After
the success of Gillian Flynn’s Gone Girl,
the unreliable narrator became all the rage in popular fiction, but Martin Amis
had already been there and done that. Admittedly, his untrustworthy
story-teller was a bloke rather than a “girl,” but the principal is the same.
In this case, he also happened to be a failed novelist—an Amisian trope if ever
there was one (see The Information).
Long mired in legal and financial wrangling, Amis’s celebrated deceptive
narrator finally gets a theatrical release, but he is not fooling anyone in
Matthew Cullen’s London Fields (trailer here), which opens
today in New York.
Thus
far, Samson Young’s literary career has been a miserable failure, but he picked
the perfect time to visit London. Apocalyptic riots break out nightly across
the city, but the lack of tourism meant the terminally ill writer could swing a
flat exchange with pompous bestselling novelist Mark Asprey, swapping his crummy
Hell’s Kitchen apartment for the tony London pad. As a further fringe benefit, Young
discovers Asprey also has quite a beautiful neighbor in Nicola Six, who might
just provide the inspiration for the page-turner he never had in him.
Young
quickly learns Six has foretold the exact time of her death, which is fast
approaching. However, she only knows she will be murdered—not by whom. For
impishly perverse reasons, Six seems determined to help fate along, by stoking
the lust and jealousy of the two leading suspects: flamboyant small-time
hoodlum Keith Talent and petulantly entitled gentry-lad Guy Clinch.
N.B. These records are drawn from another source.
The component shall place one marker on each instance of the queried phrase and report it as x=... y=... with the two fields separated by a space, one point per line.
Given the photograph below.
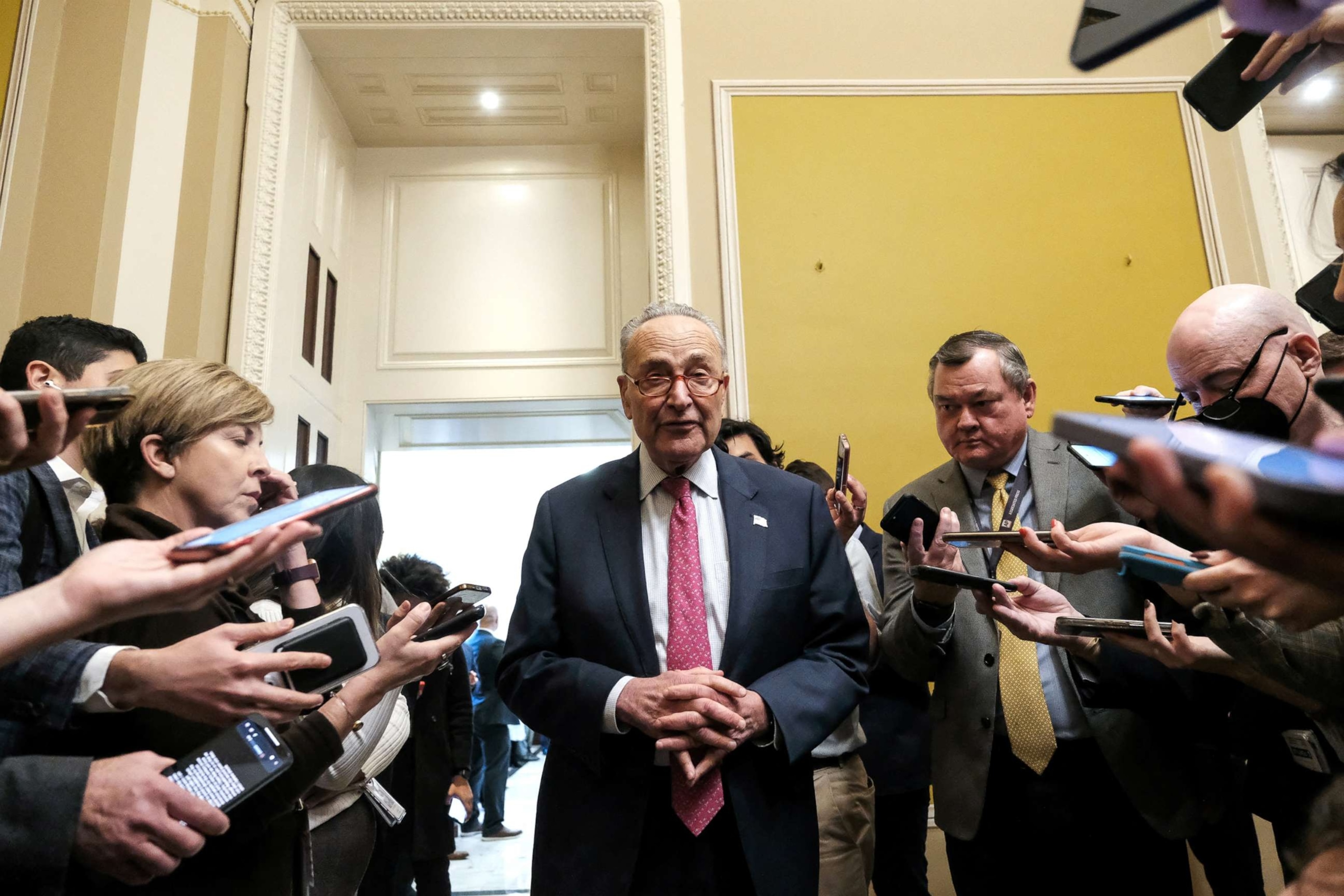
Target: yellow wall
x=933 y=215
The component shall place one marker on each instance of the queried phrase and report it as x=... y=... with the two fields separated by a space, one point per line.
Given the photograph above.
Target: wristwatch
x=287 y=578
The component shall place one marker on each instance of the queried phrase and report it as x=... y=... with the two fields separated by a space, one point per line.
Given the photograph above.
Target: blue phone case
x=1156 y=566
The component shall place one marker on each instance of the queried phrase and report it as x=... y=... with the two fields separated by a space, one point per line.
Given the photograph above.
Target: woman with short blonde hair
x=189 y=453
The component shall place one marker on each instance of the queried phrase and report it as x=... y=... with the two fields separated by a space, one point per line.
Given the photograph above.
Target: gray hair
x=670 y=309
x=963 y=347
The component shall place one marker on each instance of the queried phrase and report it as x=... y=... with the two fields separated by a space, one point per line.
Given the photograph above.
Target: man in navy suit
x=687 y=630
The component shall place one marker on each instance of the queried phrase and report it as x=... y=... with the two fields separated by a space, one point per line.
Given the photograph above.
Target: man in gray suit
x=1023 y=776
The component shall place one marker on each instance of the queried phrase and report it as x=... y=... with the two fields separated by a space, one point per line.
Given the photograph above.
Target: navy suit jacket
x=796 y=634
x=41 y=687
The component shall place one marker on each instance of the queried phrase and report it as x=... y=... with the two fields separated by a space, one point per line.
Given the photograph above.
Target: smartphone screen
x=237 y=534
x=234 y=765
x=842 y=464
x=1095 y=457
x=340 y=641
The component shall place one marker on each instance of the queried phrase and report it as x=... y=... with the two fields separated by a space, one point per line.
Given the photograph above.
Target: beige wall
x=72 y=207
x=976 y=39
x=203 y=265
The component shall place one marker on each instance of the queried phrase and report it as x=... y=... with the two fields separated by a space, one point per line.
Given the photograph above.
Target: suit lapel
x=952 y=494
x=746 y=554
x=620 y=528
x=63 y=522
x=1049 y=485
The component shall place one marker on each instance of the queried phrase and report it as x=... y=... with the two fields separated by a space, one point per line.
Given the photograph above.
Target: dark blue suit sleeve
x=42 y=686
x=558 y=695
x=812 y=695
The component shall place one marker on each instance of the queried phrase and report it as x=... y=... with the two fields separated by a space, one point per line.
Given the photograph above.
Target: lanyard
x=1019 y=491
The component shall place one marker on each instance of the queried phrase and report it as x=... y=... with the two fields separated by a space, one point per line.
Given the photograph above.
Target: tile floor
x=503 y=867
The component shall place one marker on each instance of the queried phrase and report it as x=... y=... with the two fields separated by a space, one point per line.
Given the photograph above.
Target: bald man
x=1253 y=344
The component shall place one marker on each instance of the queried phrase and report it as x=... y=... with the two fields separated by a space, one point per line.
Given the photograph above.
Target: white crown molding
x=728 y=89
x=240 y=13
x=276 y=33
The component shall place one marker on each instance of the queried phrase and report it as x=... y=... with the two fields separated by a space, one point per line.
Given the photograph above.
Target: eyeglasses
x=1225 y=407
x=699 y=385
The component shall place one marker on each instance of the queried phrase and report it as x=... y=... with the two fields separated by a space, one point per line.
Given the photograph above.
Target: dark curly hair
x=413 y=578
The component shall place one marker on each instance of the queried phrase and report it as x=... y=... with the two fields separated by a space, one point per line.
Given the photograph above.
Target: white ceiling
x=423 y=87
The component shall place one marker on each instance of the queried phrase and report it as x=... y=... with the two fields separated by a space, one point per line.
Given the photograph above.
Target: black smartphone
x=343 y=634
x=1316 y=298
x=842 y=464
x=1109 y=29
x=234 y=765
x=455 y=625
x=108 y=402
x=959 y=579
x=903 y=514
x=1218 y=92
x=1086 y=628
x=1151 y=402
x=1331 y=388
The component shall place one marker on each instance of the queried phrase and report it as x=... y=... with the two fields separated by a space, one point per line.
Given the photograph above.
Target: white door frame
x=269 y=97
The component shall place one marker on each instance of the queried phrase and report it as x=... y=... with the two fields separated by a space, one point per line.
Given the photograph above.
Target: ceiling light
x=1318 y=89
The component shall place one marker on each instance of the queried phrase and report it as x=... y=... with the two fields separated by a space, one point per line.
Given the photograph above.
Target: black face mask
x=1253 y=416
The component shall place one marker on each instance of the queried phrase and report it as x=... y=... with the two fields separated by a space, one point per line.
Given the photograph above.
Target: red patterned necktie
x=689 y=645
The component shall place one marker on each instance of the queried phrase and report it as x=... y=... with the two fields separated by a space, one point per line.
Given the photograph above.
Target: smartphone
x=960 y=579
x=1295 y=485
x=455 y=625
x=1150 y=402
x=1158 y=566
x=233 y=536
x=468 y=594
x=1316 y=298
x=234 y=765
x=903 y=514
x=991 y=539
x=1086 y=628
x=1111 y=29
x=343 y=634
x=108 y=402
x=1331 y=388
x=1218 y=92
x=842 y=464
x=1093 y=457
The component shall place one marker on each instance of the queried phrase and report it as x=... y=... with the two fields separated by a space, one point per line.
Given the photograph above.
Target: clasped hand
x=687 y=711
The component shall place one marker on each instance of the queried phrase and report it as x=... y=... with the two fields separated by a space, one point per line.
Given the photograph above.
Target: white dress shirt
x=87 y=500
x=655 y=528
x=850 y=737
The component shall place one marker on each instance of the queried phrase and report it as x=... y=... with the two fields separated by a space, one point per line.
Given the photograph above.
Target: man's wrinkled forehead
x=672 y=340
Young is
convinced he can just record this real-life “novel” unfolding around him to
finally score his bestseller.
The
biggest problem with Roberta Hanley’s adapted screenplay is that we can
immediately guess the big twist as soon as the film establishes all the main
characters. Maybe it is all Gillian Flynn’s fault, but even if the troubled
film had been released before Fincher’s Gone
Girl, Cullen and Hanley simply do not incorporate enough misdirection to
carry off the surprise. That is especially problematic, since they have
stripped away most of the idiosyncrasy of Amis’s novel, opting to focus on the D.O.A.-ish noir plot-strand.
To
give you an idea how long Fields has
been held up, way back when it went into production, it was still considered a
good idea to have Amber Heard and Johnny Depp in the same film. Depp is
strangely uncredited, but that is probably for the best, considering his recent
career setbacks. Frankly, he and Jim Sturgess are cringe-inducingly embarrassing
as Talent and Chick Purchase, his pimped-out loan shark and professional darts
nemesis. Admittedly, Heard is stuck with an underwritten character in Six, but
at least she makes a credibly smoldering femme fatale. Theo James fares
somewhat better than Sturgess as the shallow and easily manipulated Clinch, even
though he is rather bland and forgettable.
In
contrast, Billy Bob Thornton is unusually restrained as Young, but he still
manages to chew a good bit of scenery. Frankly, Jason Isaacs largely steals the
show, which is kind of sad, because most of his work as Asprey comes via voice
messages to Young, sort of like the opening answering machine gag that always
launched the Rockford Files credits.
To
give credit where it is due, cinematographer Guillermo Navarro makes all look
fabulously noir and stylish. The electronic score credited to Toydrum, Benson Taylor,
and Adam Barber is also percussively propulsive, sounding quite appealingly influenced
by Birdman and earlier crime jazz.
Unfortunately, any viewer with any pop culture savvy will be way ahead of this film,
which gives them plenty of time to lose patience with the shtickiness of Depp
and Sturgess. It is not nearly as hideous as it is cracked up to be, but London Fields still isn’t recommended
when it opens today (10/26) in New York, at the AMC Empire.